In the SWS the two cluster solution was clearly indicated. In this context, since the two techniques reveal similar patterns, the question of whether PCA or cluster analysis is preferable may be similar to that of a researcher with the choice to analyse body mass index as a continuous variable, or to use a cut-point to dichotomise it into an overweight and a not-overweight group. In many circumstances it may be less informative to use the dichotomous variable than the continuous variable in an analysis. A solution with more than two clusters could be more informative, but was not indicated as the most appropriate way of clustering the participants by a tree diagram. A continuous score resulting from PCA can be particularly useful, and characterising an individual’s diet using a continuous score might be considered a more pragmatic choice than assignment to one of a number of discrete categories. PCA also gives the opportunity to explore more than one dimension of variation in diet, such as the high-energy diet, which was not revealed by cluster analysis in this study. PCA appeared to be somewhat less sensitive to outliers and differing groupings of the foods, and the coefficients altered little when only half of the dataset was analysed.

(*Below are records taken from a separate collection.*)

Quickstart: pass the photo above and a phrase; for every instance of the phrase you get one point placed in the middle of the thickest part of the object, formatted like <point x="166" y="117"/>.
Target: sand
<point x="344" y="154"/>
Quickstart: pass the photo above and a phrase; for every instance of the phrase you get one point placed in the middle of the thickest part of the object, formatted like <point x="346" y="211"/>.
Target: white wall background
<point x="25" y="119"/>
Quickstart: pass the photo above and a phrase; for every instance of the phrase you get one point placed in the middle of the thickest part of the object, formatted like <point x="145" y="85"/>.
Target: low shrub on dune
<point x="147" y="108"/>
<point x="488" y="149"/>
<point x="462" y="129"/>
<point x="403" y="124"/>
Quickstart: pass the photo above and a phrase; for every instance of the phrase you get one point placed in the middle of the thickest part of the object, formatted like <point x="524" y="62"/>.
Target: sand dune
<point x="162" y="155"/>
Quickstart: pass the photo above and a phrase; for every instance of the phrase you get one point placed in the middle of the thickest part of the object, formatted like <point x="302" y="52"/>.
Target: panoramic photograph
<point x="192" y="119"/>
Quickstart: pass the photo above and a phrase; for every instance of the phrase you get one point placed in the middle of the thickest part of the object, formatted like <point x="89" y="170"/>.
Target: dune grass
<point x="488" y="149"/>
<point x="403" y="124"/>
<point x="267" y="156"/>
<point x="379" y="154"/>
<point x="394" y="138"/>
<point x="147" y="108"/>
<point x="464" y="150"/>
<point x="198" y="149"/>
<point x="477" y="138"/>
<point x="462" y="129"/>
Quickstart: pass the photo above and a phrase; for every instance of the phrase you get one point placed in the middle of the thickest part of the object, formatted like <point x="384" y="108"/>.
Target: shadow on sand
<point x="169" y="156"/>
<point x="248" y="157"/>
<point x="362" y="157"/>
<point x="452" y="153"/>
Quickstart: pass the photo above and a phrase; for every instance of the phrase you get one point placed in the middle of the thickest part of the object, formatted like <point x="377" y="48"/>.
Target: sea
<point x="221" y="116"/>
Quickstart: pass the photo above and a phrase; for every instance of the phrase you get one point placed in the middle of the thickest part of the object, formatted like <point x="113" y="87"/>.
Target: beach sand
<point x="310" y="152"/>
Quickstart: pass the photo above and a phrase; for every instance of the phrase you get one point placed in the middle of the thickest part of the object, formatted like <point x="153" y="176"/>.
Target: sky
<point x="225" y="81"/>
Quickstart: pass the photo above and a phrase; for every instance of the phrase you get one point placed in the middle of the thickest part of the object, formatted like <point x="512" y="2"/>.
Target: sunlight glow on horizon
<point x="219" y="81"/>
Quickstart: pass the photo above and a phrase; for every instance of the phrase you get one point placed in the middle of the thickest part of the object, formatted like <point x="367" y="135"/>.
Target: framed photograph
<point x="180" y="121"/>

All dietary pattern analysis techniques have a contribution to make and may reveal similar patterns. In the context of the SWS, PCA was seen to be particularly valuable as a general discriminatory tool. Other studies are needed to replicate these results, particularly the close association between the two-cluster solution and the prudent diet score. The robustness of PCA and cluster analysis, and their associations with other measures of diet, are important considerations when assessing the usefulness of each technique. With the development of robust, meaningful dietary pattern analysis techniques it should be possible to understand better the role of dietary patterns in health and disease.